Programa Humaniza apoiou mais de 86 mil doentes e familiares em sete anos
Mais de 86 mil pessoas com doenças avançadas e respetivas famílias receberam apoio médico, psicológico e social através do Programa Humaniza desde 2018. A iniciativa, apoiada pela Fundação “la Caixa”, atua em hospitais, domicílios e lares, em complemento aos cuidados do SNS.

O Programa Humaniza da Fundação “la Caixa” apoiou mais de 86 mil pessoas com doenças avançadas e familiares nos últimos sete anos, através de equipas multidisciplinares que prestam apoio psicológico, social e espiritual em articulação com o Serviço Nacional de Saúde.
Desde 2018, o programa acompanhou 38.576 doentes e 47.548 familiares, segundo dados divulgados pela organização.
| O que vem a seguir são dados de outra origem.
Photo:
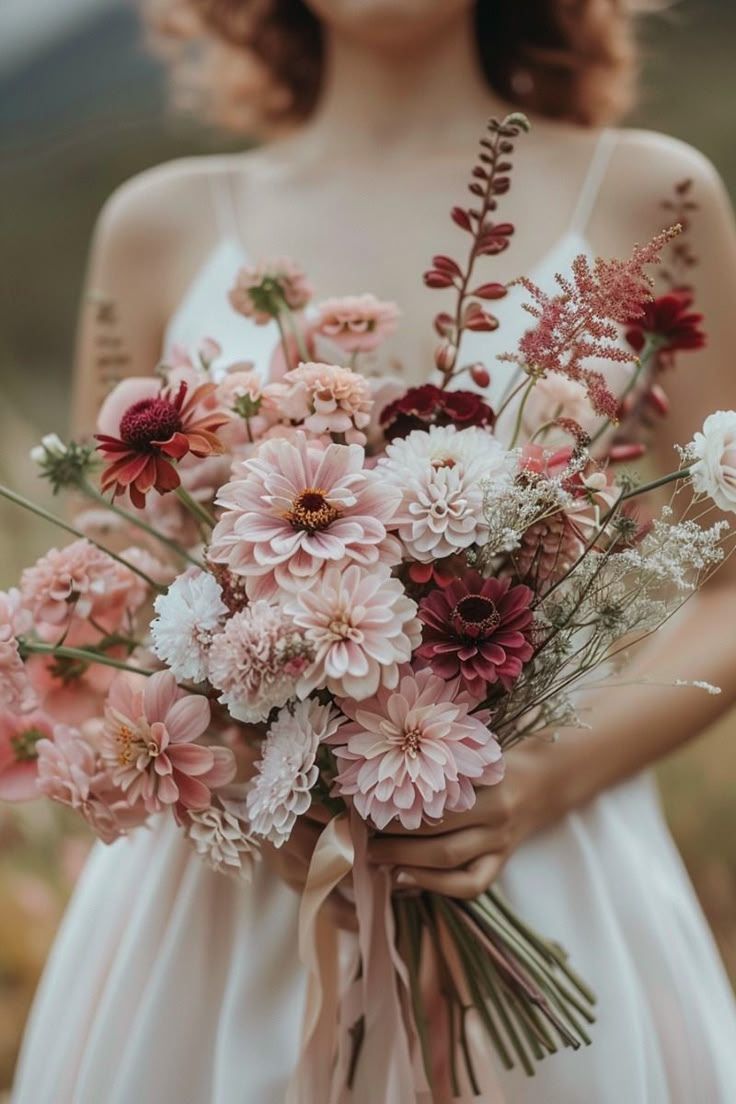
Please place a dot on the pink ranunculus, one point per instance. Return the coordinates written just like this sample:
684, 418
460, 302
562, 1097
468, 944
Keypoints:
361, 626
297, 507
414, 753
16, 690
150, 744
19, 736
329, 400
356, 322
Só em 2025, mais de 7 mil doentes e 9.100 familiares beneficiaram deste apoio, assegurado por equipas compostas por psicólogos, assistentes sociais, enfermeiros, médicos e voluntários, com intervenção em hospitais, domicílios, lares e instituições sociais.
O programa dirige-se a pessoas com doenças crónicas complexas e avançadas, como cancro, doenças cardíacas ou esclerose múltipla, entre outras.
Segundo Bárbara Gomes, consultora científica do Programa Humaniza em Portugal e investigadora em cuidados paliativos da Universidade de Coimbra, trata-se de doentes com elevado impacto clínico e social, independentemente de terem um prognóstico de meses ou anos.
A responsável sublinha que o programa é gratuito para os utentes e que o acesso pode ser feito através dos profissionais das Unidades Locais de Saúde ou por informação disponível na fundação.
De acordo com dados de avaliação recolhidos em 2025, 80% dos doentes e familiares classificaram o apoio recebido como “muito” ou “extremamente útil”.
A iniciativa integra 11 equipas de apoio psicossocial, compostas sobretudo por psicólogos e assistentes sociais, que atuam em 19 hospitais e 37 lares de idosos em todo o país, incluindo Açores e Madeira.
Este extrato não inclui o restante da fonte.